Por último, e embora dando provimento ao pedido relativo à anulação da liquidação em causa na parte relativa ao imóvel com o artigo matricial n º..., da freguesia da ..., a minha decisão assenta na inconstitucionalidade, conforme acima referido, e não na respectiva ilegalidade. Na esteira da Doutrina que, com mais desenvolvimento, se retira de “Justiça Constitucional”, de Carlos Blanco de Morais e “A decisão de inconstitucionalidade” de Rui Medeiros, a interpretação conforme à Constituição só pode ocorrer quando existam várias interpretações possíveis para a mesma norma (polissemia de sentidos da norma). O que, salvo melhor opinião, não é o caso do presente preceito. Na alínea b) do n.º 1 do artigo 6.º do Código do IMI, face ao disposto no número 2 do mesmo artigo, não há qualquer margem para inclusão de outro tipo de prédios que não sejam um edifício ou uma construção, pelo que nela nunca poderia ser incluído um terreno. Seria necessário defender que o legislador não se soube exprimir para que tal fosse possível, o que não se encontra previsto igualmente nos critérios interpretativos previstos no artigo 9.º do Código Civil, em particular o seu n.º 2 de acordo com o qual “Não pode, porém, ser considerado pelo intérprete o pensamento legislativo que não tenha na letra da lei um mínimo de correspondência verbal, ainda que imperfeitamente expresso.”

 

 

 

Miguel Carrasqueira Baptista

 

 

 



[1] BAPTISTA MACHADO, Introdução do Direito e ao Discurso Legitimador, página 182.

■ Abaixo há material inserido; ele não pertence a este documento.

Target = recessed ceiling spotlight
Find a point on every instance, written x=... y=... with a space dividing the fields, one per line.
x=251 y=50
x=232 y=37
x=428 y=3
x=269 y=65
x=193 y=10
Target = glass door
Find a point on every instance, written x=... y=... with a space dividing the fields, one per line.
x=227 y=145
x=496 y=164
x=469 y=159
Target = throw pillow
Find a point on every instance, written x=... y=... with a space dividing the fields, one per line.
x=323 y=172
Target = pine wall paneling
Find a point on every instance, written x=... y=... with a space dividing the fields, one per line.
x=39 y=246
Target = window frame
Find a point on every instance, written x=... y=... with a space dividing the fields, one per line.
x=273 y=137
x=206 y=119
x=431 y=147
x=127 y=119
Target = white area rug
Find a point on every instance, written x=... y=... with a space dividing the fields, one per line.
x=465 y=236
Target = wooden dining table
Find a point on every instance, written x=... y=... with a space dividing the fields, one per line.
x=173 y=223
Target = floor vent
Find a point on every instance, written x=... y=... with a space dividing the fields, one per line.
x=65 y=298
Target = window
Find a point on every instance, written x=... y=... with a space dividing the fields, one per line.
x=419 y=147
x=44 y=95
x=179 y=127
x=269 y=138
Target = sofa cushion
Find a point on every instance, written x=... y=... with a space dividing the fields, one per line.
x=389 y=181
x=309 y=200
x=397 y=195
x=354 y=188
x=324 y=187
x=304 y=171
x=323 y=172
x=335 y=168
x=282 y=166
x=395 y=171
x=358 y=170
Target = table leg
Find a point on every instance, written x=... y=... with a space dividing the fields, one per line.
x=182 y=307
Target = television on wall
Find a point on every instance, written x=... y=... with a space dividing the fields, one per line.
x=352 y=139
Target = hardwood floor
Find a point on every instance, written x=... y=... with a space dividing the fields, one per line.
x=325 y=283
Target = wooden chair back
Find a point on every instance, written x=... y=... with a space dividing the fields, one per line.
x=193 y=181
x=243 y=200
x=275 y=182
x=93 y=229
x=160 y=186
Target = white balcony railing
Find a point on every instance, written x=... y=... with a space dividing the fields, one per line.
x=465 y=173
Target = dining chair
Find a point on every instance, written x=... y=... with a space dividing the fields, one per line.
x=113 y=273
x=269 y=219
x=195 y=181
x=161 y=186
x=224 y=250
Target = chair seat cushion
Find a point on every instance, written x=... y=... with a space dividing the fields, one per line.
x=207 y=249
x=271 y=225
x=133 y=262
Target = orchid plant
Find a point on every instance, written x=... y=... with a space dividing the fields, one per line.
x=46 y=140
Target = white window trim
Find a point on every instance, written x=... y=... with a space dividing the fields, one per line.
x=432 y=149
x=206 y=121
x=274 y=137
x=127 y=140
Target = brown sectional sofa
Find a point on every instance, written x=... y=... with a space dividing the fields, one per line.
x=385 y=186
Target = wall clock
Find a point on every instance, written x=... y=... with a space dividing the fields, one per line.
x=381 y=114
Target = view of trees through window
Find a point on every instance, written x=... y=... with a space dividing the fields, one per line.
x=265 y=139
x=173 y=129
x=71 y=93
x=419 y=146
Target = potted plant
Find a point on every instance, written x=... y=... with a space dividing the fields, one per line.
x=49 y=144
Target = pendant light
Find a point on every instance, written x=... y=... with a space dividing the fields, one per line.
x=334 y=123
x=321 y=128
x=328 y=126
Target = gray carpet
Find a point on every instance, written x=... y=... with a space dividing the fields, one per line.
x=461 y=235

([2]) Essencialmente neste sentido, podem ver-se, entre outros, os seguintes acórdãos do Tribunal Constitucional:

                – n.º 143/88, de 16-6-1988, proferido no processo n.º 319/87, publicado no Boletim do Ministério da Justiça n.º 378, página 183;

                – n.º 149/88, de 29-6-1988, proferido no processo n.º 282/86, publicado no Boletim do Ministério da Justiça n.º 378, página 192;

                – n.º 118/90, de 18-4-90, proferido no processo n.º 613/88, publicado no Boletim do Ministério da Justiça n.º 396, página 123;

                – n.º 169/90, e 30-5-1990, proferido no processo n.º 1/89, publicado no Boletim do Ministério da Justiça n.º 397, página 90;

                – n.º 186/90, de 6-6-1990, proferido no processo n.º 533/88, publicado no Boletim do Ministério da Justiça n.º 398, página 81;

                – n.º 155/92, de 23-4-1992, proferido no processo n.º 204/90, publicado no Boletim do Ministério da Justiça n.º 416, página 295;

      – n.º 335/94, de 20-4-1994, proferido no processo n.º 61/93, publicado no Boletim do Ministério da Justiça n.º 436, página 129;

      – n.º 468/96, de 14-3-1996, proferido no processo n.º 87/95, publicado no Boletim do Ministério da Justiça n.º 455, página 152;

      – n.º 1057/96, de 16-10-1996, proferido no processo n.º 347/91, publicado no Boletim do Ministério da Justiça n.º 460, página 284;

      – n.º 128/99, de 3-3-1999, proferido no processo n.º 140/97, publicado no Boletim do Ministério da Justiça n.º 485, página 26.

([3]) No caso em apreço, a questão apenas se coloca em relação a um terreno para construção de edifício ou edifícios destinados a serviços.

([4]) BAPTISTA MACHADO, Introdução do Direito e ao Discurso Legitimador, página 191.

([5]) Essencialmente neste sentido, GOMES CANOTILHO e VITAL MOREIRA, Constituição da República Portuguesa Anotada, volume I, 4.ª edição, 2007, página 344.